Me acuerdo: Carolina Sanín
Con el entrañable "Me acuerdo" de Joe Brainard en mente [modelo que Georges Perec y tantos otros siguieron], le pedimos a la escritora colombiana Carolina Sanín que compartiera con nosotros algunos de sus recuerdos. Esto es lo que nos envió.




Me acuerdo de haber oído a alguien, en la televisión o en persona, decir “No tuve infancia”. Me preocupó no estar teniendo infancia.

Me acuerdo de una escena que no puede haber tenido lugar: estamos en un carro, parqueadas frente a una droguería, mi mamá, mi abuela y yo. Yo le pregunto a mi mamá: “¿Qué es más: una semana o un mes?”, y ella dice que no sabe y se lo pregunta a la suya, quien a su vez dice que cree que un mes, pero que no está segura. Pienso que tendré que preguntarle a la persona a quien esperamos, cuando salga de la droguería y vuelva al carro.

Me acuerdo de mi falda pantalón. Mientras me la puse, no sé si habría escrito, de haber tenido que hacerlo, faldapantalón o falda-pantalón o como quedó en la primera línea. Sacaba malas notas en Escritura. La falda pantalón estuvo de moda durante unos diez minutos. Los niños entienden de moda desde que son niños. Quizás la moda es sobre todo para ellos. Tiene que ver con la ilusión realista de crecer, de poder cambiar y dejar atrás los hábitos. Ella era una falda y era un pantalón, y no era ni lo uno ni lo otro. Era de pana lavanda. Me parecía espléndida. Yo debía de tener ocho años y, cuando me la ponía, los sábados, me sentía una mujer.
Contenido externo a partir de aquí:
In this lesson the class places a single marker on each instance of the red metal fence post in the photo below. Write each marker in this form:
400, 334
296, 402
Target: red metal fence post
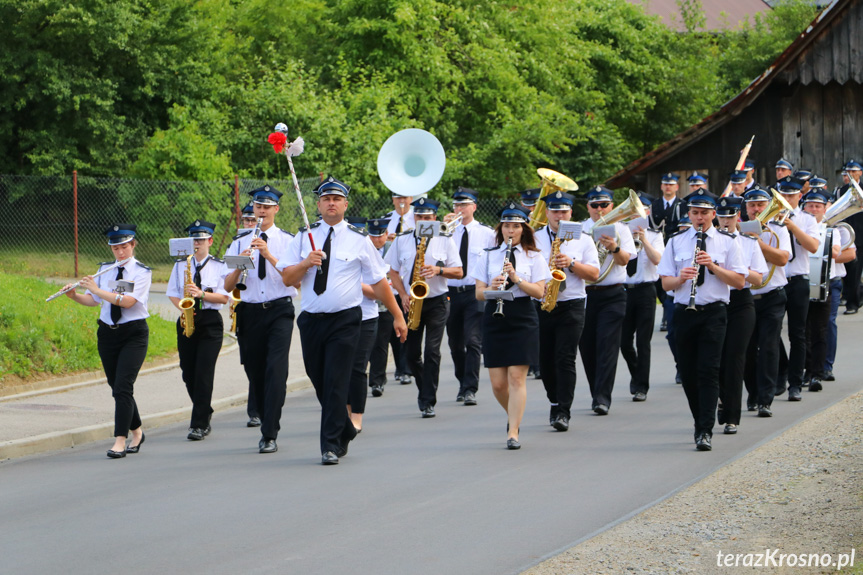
75, 215
237, 198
Me acuerdo de mi primer amor. Se llamaba Carlos, le decían Carli, y no creo que, mientras lo quería, yo haya caído en la cuenta de que teníamos casi el mismo nombre. Éramos vecinos en una ciudad junto al mar. Nos conocimos cuando teníamos tres o cuatro años. Se le hacían huequitos en las mejillas a los lados de la sonrisa. Siempre estaba sonriendo. Estamos lado a lado dibujando, cada uno con su papel, en el suelo fresco de la terraza de mi casa, acostados panza abajo. Cuando yo tenía nueve años y me había enamorado al menos otra vez, volví con mi padre a la ciudad junto al mar para visitar a Carli y su familia. Fuimos a la playa y mi viejo amor me enseñó a montar olas. Estamos saliendo del mar hacia la playa, él me toma de la mano, y me lleno de tristeza.

Me acuerdo de mi amigo Quique. Me parecía charro imaginar su nombre con k, pero creo que él lo escribió así en el cartel que hizo para anunciar nuestra pelea de boxeo. Con dos: “Kike vs. Carolina”. Habíamos visto juntos todas las películas de Rocky. Éramos compañeros de equipo de natación. Una semana antes de la fecha para la que estaba concertada la pelea, mi abuelo me convenció de que no era posible que yo no saliera arrepentida, y cancelamos.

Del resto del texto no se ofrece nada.